Many numbers can be expressed as differences of 2 squares, but exactly which? It is known that

$1=1 (1^2)$
$1+3=4 (2^2)$
$1+3+5=9 (3^2)$
$1+3+5+7=16 (4^2)$
$\ldots$
$1+3+\ldots+n= ((n+1)/2)^2 $

Using this, we try to find the sums of consecutive odd numbers that add up to $924$ which will tell us $a$ and $b$.

Case of $2$ odds
$924 = 461 + 463$
$a= 464/2 = 232$, $a^2 = 53824$, $b= 230$, $b^2 = 52900$. One possible solution.

Case of $4$ odds
$924 = 229 + 231 + 231 + 233$ so this is impossible.

Case of $6$ odds
$924=149+151+153+155+157+159$
$a = (159 + 1)/2 = 80$, $a^2 = 6400$, $b = (149-1)/2 = 74$, $b^2 = 5476$. A possible solution.

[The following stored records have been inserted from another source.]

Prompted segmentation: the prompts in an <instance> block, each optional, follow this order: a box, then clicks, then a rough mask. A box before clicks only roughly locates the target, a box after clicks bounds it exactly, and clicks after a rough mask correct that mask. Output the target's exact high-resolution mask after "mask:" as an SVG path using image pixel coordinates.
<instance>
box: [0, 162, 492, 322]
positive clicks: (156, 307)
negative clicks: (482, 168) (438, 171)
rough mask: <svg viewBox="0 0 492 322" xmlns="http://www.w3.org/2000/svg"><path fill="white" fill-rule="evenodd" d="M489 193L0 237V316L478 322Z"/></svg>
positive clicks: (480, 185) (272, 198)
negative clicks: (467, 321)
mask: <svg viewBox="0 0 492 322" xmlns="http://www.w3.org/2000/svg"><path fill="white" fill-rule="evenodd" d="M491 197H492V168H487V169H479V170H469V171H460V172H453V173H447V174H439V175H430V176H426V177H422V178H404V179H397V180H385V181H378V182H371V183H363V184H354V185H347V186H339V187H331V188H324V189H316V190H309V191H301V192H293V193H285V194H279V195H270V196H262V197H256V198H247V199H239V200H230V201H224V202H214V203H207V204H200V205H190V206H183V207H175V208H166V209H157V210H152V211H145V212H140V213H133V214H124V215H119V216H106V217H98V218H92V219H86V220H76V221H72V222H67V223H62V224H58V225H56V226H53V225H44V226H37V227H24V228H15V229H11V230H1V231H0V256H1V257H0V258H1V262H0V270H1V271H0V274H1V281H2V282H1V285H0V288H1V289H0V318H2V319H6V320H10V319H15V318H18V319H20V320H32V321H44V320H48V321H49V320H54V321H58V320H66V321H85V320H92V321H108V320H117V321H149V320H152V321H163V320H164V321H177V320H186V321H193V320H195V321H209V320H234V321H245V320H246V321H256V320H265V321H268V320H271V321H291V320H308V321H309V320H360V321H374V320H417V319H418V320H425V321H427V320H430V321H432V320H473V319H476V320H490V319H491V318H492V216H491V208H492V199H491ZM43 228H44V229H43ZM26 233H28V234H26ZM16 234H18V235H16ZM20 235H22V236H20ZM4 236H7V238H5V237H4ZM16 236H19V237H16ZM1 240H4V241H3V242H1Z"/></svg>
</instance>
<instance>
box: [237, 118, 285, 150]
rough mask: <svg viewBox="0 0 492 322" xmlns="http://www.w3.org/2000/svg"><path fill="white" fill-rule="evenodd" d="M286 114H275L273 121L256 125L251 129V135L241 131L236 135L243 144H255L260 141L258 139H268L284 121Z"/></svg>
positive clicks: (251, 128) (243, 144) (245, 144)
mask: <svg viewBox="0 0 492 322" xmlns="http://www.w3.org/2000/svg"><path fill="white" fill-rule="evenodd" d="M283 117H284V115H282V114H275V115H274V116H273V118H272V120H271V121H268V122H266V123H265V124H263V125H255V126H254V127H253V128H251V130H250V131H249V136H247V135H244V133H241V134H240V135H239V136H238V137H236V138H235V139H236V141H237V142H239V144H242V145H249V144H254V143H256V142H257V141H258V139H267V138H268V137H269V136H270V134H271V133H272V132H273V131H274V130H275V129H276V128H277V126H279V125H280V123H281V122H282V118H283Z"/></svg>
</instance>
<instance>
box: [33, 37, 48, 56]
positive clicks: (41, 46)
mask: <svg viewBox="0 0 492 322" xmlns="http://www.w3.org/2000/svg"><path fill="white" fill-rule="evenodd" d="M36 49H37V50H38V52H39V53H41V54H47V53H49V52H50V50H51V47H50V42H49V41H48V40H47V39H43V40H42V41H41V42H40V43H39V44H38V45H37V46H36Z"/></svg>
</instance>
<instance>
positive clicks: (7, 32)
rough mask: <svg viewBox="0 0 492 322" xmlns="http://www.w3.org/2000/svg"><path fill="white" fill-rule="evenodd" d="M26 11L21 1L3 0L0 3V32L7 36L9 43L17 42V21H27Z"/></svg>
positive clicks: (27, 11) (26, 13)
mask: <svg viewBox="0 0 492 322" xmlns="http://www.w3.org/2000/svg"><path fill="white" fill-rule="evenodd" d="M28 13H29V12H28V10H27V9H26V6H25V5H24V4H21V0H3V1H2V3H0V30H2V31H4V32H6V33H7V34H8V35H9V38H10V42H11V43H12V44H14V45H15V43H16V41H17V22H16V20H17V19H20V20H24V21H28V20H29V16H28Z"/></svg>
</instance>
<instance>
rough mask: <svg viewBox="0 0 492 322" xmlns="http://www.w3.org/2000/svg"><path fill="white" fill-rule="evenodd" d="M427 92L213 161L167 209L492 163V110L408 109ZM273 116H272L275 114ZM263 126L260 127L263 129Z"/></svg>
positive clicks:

Cases of $8$, $10$ and $12$ odds impossible

Case of $14$ odds
$924=53+55+57+59+61+63+65+67+69+71+73+75+77+79$
$a= 80/2 = 40$, $a^2 = 1600$, $b = (53-1)/2= 26$, $262 = 676$. Another solution.

Cases of $16$, $18$ and $20$ odds are impossible

Case of $22$ odds

$924=21+23+25+27+29+31+33+35+37+39+41+43+45+47+49+51+53+55+57+59+61+63$
$a = 64/2 =32$, $a^2 = 1024$, $b = (21-1)/2$, $b^2 = 100$ Another solution.

This gives the pairs $(232, 230)$, $(80, 74)$, $(26, 40)$ and $(64,10)$

The solutions can also be negative integers $a = \pm232$ and $b = \pm 230$ etc. giving sixteen solutions in all.